# Kaggle - Disaster Twitter - NLP Classification

```
Date:  2021-07-26
Source: https://www.kaggle.com/fanglidayan/4-nlp-disaster-tweets/output
Model: 
- tensorflow.keras 

Features:
- text
- hashtag
- keyword
- word embedding

Libraries:
- tensorflow.keras
- nltk
- spaCy
- tweet-preprocessor
- re
- numpy
- pandas

Takeaways:
- new feature engineering based on the hashtag
- word embedding using spaCy en_core_web_lg pre-trained package
- the word vector is stored in a numpy array (7613, 23, 300)
- looks like the GRU layers are used with two middle-layer 
``` 


In [2]:
import numpy as np # linear algebra
import pandas as pd # data processing, CSV file I/O (e.g. pd.read_csv)

# Input data files are available in the read-only "../input/" directory
# For example, running this (by clicking run or pressing Shift+Enter) will list all files under the input directory

import os
for dirname, _, filenames in os.walk('.'):
    for filename in filenames:
        print(os.path.join(dirname, filename))
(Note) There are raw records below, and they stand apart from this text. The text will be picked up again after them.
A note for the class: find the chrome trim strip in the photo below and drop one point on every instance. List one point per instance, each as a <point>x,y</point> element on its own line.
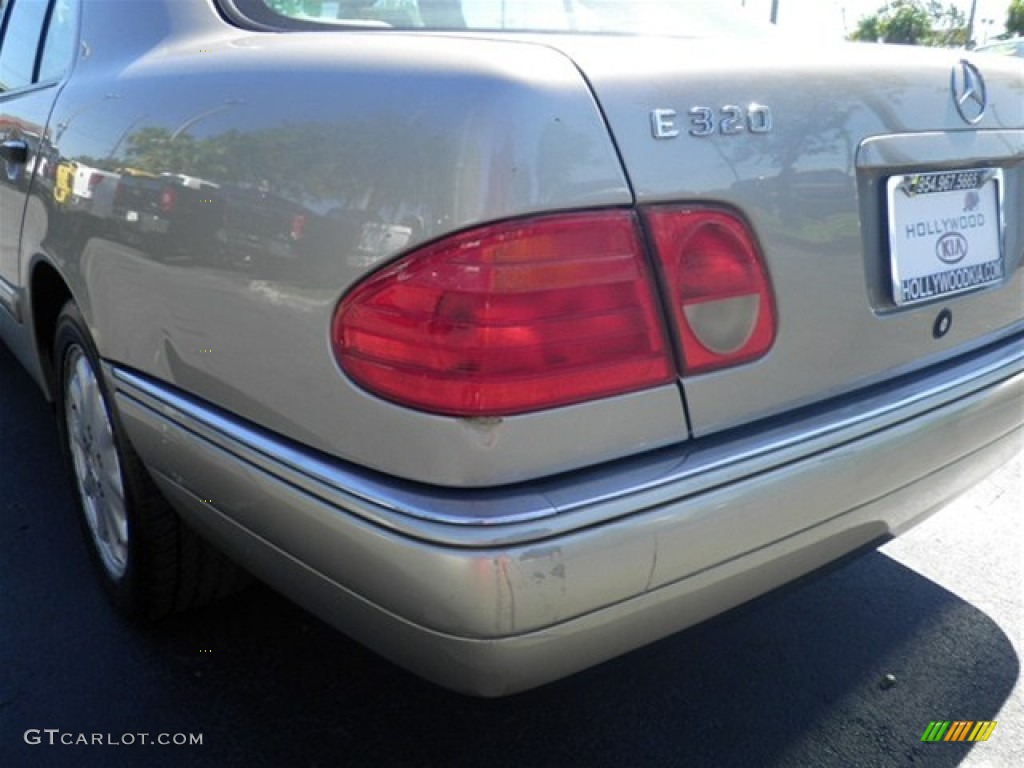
<point>541,509</point>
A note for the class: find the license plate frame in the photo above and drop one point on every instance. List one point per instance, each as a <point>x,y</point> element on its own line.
<point>945,233</point>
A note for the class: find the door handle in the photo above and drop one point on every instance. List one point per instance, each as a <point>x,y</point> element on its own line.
<point>15,153</point>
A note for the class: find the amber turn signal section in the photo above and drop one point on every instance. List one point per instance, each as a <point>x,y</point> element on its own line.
<point>716,287</point>
<point>510,317</point>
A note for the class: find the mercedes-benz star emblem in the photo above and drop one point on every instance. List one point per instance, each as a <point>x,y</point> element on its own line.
<point>969,92</point>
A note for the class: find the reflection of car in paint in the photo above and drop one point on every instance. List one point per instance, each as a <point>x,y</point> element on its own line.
<point>85,187</point>
<point>169,213</point>
<point>1010,47</point>
<point>504,343</point>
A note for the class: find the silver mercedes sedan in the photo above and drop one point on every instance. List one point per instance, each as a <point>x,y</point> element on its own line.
<point>506,336</point>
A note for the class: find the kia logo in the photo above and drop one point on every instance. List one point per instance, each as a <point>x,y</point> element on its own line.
<point>951,248</point>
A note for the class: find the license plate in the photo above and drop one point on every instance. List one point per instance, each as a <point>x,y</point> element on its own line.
<point>945,233</point>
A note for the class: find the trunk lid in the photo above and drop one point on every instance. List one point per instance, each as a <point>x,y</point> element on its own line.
<point>803,147</point>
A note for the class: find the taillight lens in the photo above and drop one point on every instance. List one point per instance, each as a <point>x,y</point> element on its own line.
<point>508,318</point>
<point>716,287</point>
<point>168,200</point>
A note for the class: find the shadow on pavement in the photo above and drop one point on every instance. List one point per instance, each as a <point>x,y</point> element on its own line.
<point>793,679</point>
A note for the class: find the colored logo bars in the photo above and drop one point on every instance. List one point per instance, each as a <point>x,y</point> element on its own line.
<point>958,730</point>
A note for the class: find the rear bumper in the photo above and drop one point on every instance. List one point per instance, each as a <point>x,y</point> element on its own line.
<point>497,591</point>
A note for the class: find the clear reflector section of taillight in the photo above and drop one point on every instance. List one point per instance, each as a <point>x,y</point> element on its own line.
<point>715,284</point>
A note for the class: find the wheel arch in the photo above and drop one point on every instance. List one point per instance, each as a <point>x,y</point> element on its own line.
<point>48,293</point>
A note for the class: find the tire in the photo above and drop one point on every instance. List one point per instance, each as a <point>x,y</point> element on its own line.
<point>150,562</point>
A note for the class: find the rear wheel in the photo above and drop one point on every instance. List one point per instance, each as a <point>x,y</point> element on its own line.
<point>148,560</point>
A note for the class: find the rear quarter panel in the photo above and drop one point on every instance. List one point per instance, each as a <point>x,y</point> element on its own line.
<point>295,164</point>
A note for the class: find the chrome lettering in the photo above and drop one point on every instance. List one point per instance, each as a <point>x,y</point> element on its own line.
<point>663,123</point>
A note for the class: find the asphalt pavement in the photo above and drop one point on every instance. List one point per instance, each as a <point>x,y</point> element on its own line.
<point>846,669</point>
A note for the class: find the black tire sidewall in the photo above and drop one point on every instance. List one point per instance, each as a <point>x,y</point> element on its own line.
<point>72,332</point>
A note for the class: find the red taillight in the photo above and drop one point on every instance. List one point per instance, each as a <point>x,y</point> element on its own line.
<point>508,318</point>
<point>168,200</point>
<point>716,287</point>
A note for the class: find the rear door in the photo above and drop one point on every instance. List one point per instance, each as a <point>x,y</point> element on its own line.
<point>37,43</point>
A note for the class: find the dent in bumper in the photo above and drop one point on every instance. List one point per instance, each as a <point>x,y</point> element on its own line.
<point>599,565</point>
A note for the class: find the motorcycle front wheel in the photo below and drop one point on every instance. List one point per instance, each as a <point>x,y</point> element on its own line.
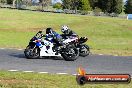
<point>31,53</point>
<point>70,54</point>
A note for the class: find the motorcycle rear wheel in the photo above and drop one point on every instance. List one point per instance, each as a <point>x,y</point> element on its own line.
<point>84,50</point>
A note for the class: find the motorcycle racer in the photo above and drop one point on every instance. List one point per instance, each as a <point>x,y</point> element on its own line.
<point>67,32</point>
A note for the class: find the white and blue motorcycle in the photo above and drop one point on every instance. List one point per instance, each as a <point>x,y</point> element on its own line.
<point>39,46</point>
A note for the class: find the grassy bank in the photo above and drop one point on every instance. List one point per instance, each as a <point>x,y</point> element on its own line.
<point>106,35</point>
<point>34,80</point>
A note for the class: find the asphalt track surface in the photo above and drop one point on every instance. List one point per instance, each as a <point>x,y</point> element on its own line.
<point>12,59</point>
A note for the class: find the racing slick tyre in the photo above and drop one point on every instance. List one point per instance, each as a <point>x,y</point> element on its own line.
<point>31,53</point>
<point>70,53</point>
<point>84,50</point>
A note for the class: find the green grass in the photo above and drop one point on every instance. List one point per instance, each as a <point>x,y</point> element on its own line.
<point>106,35</point>
<point>35,80</point>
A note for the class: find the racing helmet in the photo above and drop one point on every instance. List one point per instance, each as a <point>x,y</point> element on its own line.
<point>64,29</point>
<point>49,31</point>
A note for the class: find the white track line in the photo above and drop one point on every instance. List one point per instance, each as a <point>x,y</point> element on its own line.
<point>13,70</point>
<point>19,49</point>
<point>2,48</point>
<point>100,54</point>
<point>61,73</point>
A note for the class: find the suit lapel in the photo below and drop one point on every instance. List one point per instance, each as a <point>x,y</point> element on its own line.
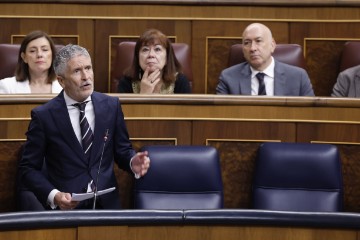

# You can write up to 20GB to the current directory (/kaggle/working/) that gets preserved as output when you create a version using "Save & Run All" 
# You can also write temporary files to /kaggle/temp/, but they won't be saved outside of the current session

.\Disaster_Twitter_Yan.ipynb
.\preprocess_test.csv
.\preprocess_train.csv
.\sample_submission.csv
.\store_test.npy
.\store_train.npy
.\submission_nlp_tweets.csv
.\test.csv
.\train.csv
.\.ipynb_checkpoints\Disaster_Twitter_Yan-checkpoint.ipynb


In [3]:
train=pd.read_csv('train.csv',index_col = 'id')
test=pd.read_csv('test.csv',index_col = 'id')

In [329]:
def isNaN(string):
    return string != string
isNaN('ablaze')

False

### lower case

In [330]:
train['text']=train['text'].apply(lambda x : x.lower())
test['text']=test['text'].apply(lambda x : x.lower())

In [331]:
train['keyword'].apply(lambda x: isNaN(x))

id
1        True
4        True
5        True
6        True
7        True
         ... 
10869    True
10870    True
10871    True
10872    True
10873    True
Name: keyword, Length: 7613, dtype: bool

In [332]:
def lower_keywords(keywords):
    if keywords == keywords:
        keywords=keywords.lower()
    return keywords

In [333]:
train['keyword']=train['keyword'].apply(lambda x : lower_keywords(x))
test['keyword']=test['keyword'].apply(lambda x : lower_keywords(x))

In [334]:
train.loc[48:50]

Unnamed: 0_level_0,keyword,location,text,target
id,Unnamed: 1_level_1,Unnamed: 2_level_1,Unnamed: 3_level_1,Unnamed: 4_level_1
48,ablaze,Birmingham,@bbcmtd wholesale markets ablaze http://t.co/l...,1
49,ablaze,Est. September 2012 - Bristol,we always try to bring the heavy. #metal #rt h...,0
50,ablaze,AFRICA,#africanbaze: breaking news:nigeria flag set a...,1


### extract hashtag and create new feature column

In [335]:
import re
train['hashtag'] = train['text'].apply(lambda x: re.findall(r'#(\w+)', x))
test['hashtag'] = test['text'].apply(lambda x: re.findall(r'#(\w+)', x))
# train['keyword'] = train['keyword'].apply(lambda x: re.findall(r'#(\w+)', x) if not isNaN(x) else [])
# test['keyword'] = test['keyword'].apply(lambda x: re.findall(r'#(\w+)', x) if not isNaN(x) else [])


In [336]:
train.loc[48:50]

Unnamed: 0_level_0,keyword,location,text,target,hashtag
id,Unnamed: 1_level_1,Unnamed: 2_level_1,Unnamed: 3_level_1,Unnamed: 4_level_1,Unnamed: 5_level_1
48,ablaze,Birmingham,@bbcmtd wholesale markets ablaze http://t.co/l...,1,[]
49,ablaze,Est. September 2012 - Bristol,we always try to bring the heavy. #metal #rt h...,0,"[metal, rt]"
50,ablaze,AFRICA,#africanbaze: breaking news:nigeria flag set a...,1,[africanbaze]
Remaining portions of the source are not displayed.